4.4. Effects of Different Feeding Methods on Rumen Microbial Community Composition

The structure and diversity of rumen microbial communities are closely associated with factors such as the host’s species, age and dietary composition. Among these, diet exerts the most significant influence on the rumen microbial flora. Variations in the concentrate-to-roughage ratio lead to corresponding shifts in the structure, composition and abundance of microbial communities [43,44]. An increase in the proportion of concentrate feed in the daily ration has been shown to reduce rumen microbial diversity [45]. The present study revealed notable differences in ASV composition between the two experimental groups. The CO yak calves yielded lower ASVs numbers, Shannon index values and Chao1 index values for the rumen microbiota compared with the SU group, indicating reduced microbial richness and diversity. Benchaar et al. [46] reported that as the concentrate level in the feed increased, both the diversity and richness of the rumen microbiota in dairy cows decreased significantly. Similarly, Hu et al. [47] observed that high-energy feed reduced the abundance and diversity of rumen bacteria in yaks. Furthermore, PCoA analysis demonstrated that the dietary concentrate-to-roughage ratio also influenced the structure of the rumen microbiota, which is consistent with the findings reported by Islam [48].
Bacteroidetes and Firmicutes are the dominant bacterial phyla in the rumen of yaks, collectively representing over 90% of the total rumen bacterial community [17]. Bacteroidetes primarily function in carbohydrate degradation, breaking down dietary energy and protein sources into absorbable small molecules. Firmicutes, on the other hand, produce a variety of digestive enzymes that degrade fibrous materials and convert them into VFAs and other metabolites, thereby facilitating the host’s nutrient digestion and absorption.
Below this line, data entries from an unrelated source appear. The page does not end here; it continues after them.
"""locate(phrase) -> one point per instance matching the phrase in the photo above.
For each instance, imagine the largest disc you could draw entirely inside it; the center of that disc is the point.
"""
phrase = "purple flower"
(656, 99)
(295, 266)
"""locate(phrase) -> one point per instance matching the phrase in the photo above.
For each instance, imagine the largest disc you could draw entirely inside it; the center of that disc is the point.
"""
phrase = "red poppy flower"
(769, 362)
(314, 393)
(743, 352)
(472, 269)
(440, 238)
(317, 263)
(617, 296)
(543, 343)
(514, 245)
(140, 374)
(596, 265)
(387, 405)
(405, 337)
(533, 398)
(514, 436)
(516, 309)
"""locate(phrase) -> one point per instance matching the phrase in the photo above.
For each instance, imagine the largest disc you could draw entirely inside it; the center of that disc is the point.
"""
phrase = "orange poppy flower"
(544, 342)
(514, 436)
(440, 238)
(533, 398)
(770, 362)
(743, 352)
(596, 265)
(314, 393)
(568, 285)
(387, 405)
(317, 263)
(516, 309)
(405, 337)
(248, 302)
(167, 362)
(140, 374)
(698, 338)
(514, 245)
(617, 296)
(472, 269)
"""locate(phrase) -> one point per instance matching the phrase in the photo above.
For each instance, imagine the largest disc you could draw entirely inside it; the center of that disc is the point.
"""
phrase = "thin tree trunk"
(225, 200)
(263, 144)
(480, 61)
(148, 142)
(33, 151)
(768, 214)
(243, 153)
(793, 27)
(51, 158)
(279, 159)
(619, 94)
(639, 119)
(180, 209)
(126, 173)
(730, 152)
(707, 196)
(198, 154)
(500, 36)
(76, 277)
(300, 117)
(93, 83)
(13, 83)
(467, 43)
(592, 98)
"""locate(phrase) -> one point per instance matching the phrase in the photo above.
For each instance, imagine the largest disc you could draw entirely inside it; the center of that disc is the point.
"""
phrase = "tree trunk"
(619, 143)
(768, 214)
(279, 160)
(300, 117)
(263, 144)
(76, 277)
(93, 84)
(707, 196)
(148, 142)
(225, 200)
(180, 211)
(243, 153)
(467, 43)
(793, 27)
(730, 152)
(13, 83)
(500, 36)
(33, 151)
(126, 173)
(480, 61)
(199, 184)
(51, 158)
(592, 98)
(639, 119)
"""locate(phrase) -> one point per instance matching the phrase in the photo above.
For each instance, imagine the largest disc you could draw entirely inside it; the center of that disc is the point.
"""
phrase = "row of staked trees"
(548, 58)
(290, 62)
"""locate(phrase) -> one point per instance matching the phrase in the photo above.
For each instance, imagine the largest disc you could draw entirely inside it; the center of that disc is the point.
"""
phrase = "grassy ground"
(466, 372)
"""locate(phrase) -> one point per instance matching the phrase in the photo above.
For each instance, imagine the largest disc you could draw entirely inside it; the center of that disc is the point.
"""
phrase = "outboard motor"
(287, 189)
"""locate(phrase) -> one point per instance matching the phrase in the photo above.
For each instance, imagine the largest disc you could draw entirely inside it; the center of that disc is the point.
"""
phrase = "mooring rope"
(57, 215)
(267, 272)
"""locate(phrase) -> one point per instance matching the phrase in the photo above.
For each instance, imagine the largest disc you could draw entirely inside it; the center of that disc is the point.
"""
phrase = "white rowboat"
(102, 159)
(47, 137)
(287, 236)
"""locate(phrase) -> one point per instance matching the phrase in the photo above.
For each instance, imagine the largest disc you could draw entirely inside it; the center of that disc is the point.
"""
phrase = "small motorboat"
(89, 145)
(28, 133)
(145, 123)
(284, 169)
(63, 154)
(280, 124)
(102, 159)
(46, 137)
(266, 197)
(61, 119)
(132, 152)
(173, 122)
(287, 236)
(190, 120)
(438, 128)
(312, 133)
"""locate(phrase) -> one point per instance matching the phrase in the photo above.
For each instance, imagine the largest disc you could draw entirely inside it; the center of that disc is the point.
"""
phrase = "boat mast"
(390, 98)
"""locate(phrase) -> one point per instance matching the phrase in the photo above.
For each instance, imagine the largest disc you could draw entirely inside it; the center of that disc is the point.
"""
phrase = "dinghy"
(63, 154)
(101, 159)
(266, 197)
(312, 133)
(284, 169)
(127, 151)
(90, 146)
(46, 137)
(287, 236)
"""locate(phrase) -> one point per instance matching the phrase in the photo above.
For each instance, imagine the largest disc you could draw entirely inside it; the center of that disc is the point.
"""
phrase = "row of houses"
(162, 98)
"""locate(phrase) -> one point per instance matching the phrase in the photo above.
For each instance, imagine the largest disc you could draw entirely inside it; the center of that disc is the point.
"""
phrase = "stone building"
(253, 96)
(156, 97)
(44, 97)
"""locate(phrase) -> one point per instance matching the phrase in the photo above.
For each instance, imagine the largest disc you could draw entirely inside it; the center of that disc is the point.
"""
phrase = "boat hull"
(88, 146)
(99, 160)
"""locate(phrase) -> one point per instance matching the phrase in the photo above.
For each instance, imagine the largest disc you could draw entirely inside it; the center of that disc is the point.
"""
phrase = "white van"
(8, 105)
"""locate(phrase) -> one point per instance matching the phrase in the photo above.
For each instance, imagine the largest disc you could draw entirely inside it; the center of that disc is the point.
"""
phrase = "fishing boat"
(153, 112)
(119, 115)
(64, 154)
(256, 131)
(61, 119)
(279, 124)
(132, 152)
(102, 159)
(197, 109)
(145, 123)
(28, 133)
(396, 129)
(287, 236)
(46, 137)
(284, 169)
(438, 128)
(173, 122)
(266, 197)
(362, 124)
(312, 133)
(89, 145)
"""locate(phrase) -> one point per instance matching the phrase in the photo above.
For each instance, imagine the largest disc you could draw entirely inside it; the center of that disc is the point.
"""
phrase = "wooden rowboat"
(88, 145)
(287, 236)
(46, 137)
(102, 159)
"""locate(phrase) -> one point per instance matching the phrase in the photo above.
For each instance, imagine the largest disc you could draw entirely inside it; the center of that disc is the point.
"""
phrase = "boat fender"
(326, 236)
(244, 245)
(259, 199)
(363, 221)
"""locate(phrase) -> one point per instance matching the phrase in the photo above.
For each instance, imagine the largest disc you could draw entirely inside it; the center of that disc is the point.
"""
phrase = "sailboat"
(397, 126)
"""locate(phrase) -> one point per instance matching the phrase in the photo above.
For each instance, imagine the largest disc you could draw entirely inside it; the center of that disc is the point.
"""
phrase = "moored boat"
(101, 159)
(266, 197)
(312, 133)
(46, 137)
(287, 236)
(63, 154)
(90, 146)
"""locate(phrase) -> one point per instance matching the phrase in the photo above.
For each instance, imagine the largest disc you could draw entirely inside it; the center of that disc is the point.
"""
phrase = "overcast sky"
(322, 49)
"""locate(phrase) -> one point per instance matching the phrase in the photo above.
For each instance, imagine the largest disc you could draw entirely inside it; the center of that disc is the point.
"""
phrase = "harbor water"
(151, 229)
Both phyla play crucial roles in the nutritional metabolism of ruminants [49]. Yaks fed high-protein diets exhibit a relatively high abundance of Bacteroidetes, which enhances the digestion and absorption of dietary proteins and carbohydrates [50]. In the present study, Bacteroidetes and Firmicutes were identified as the dominant phyla in the yak rumen. In the CO group, the abundance of Bacteroidota was higher than that of Firmicutes. The CO group’s diet resulted in an increased relative abundance of Bacteroidetes. In contrast, the opposite pattern was observed in the SU group. Ahmad et al. [51] reported that high-energy feeding increases the relative abundance of Firmicutes and Bacteroidetes in the cattle rumen, while an increased proportion of concentrate versus forage in the diet leads to a gradual decrease in Firmicutes. Conversely, Chen et al. [52] found that a higher hay content in the feed promotes the abundance of Firmicutes. The higher relative abundance of Firmicutes observed in the SU group may be attributed to the calves’ consumption of a cow’s diet during the later stage of the experiment.
At the genus level, the rumen microbial community is predominantly represented by Prevotella from the phylum Bacteroidetes, which plays a crucial role in degrading ruminal polysaccharides. By associating with fiber-degrading bacteria, Prevotella breaks down starch, protein, xylan and pectin from plant materials and participates in dietary fiber fermentation and VFA production, thereby regulating protein and carbohydrate metabolism [53]. This study found that CO feeding increased the relative abundance of Rikenellaceae_RC9_gut_group, Christensenellaceae_R-7 and Prevotella but decreased that of Succiniclasticum and Ruminococcus. Higher Prevotella levels in the CO group could be associated with solid feed intake. As previously reported, dietary composition influences the relative abundance of Prevotella in the rumen; its abundance increases with a higher proportion of concentrate in the diet [54]. Both NK4A214 and Christensenellaceae_R-7 belong to the phylum Firmicutes and contribute significantly to the degradation of cellulose and hemicellulose in the rumen [55]. High-concentrate diets reduce the abundance of Christensenellaceae_R-7 and NK4A214, while increasing the relative abundance of Succiniclasticum and Rikenellaceae_RC9_gut_group, thereby enhancing starch and sugar degradation. Additionally, the abundance of Rikenellaceae_RC9_gut_group is positively correlated with VFA and acetic acid concentrations [56]. Ruminococcus is strongly associated with fiber degradation; the short-chain fatty acids produced by its metabolic activity can be utilized by the host, and their relative abundance rises with an increasing concentrate-to-forage ratio [57]. Diets rich in concentrate reduce diversity and increase fermentation efficiency. Some different results may be linked to the transition of calves to an adult-type diet.
LEfSe analysis revealed that the Bacteroidetes phylum was enriched in the CO group, whereas the SU group showed a higher abundance of Firmicutes. At the class level, the CO group was enriched with Bacteroidia, while the SU group was dominated by Clostridia. At the order level, the CO group was enriched with Bacteroidales, while the SU group exhibited increased abundances of Oscillatoriales and Trichospirales. At the family level, the CO group was enriched with Muribaculaceae, while the SU group showed higher levels of Ruminococcaceae and Helicobacteraceae. The Bacteroidetes phylum primarily degrades non-fibrous carbohydrates and is involved in the breakdown of non-fibrous carbohydrates and proteins, whereas the Firmicutes phylum specializes in the decomposition of fibrous materials [58]. Helicobacteraceae and Ruminococcaceae are capable of degrading cellulose and hemicellulose in feed to produce volatile fatty acids, a process influenced by the concentrate-to-forage ratio in the diet [58,59]. The unexpected increase in the abundance of a microbial community could be associated with the transfer of microbes from the mother through the consumption of yaks’ saliva-contaminated feed.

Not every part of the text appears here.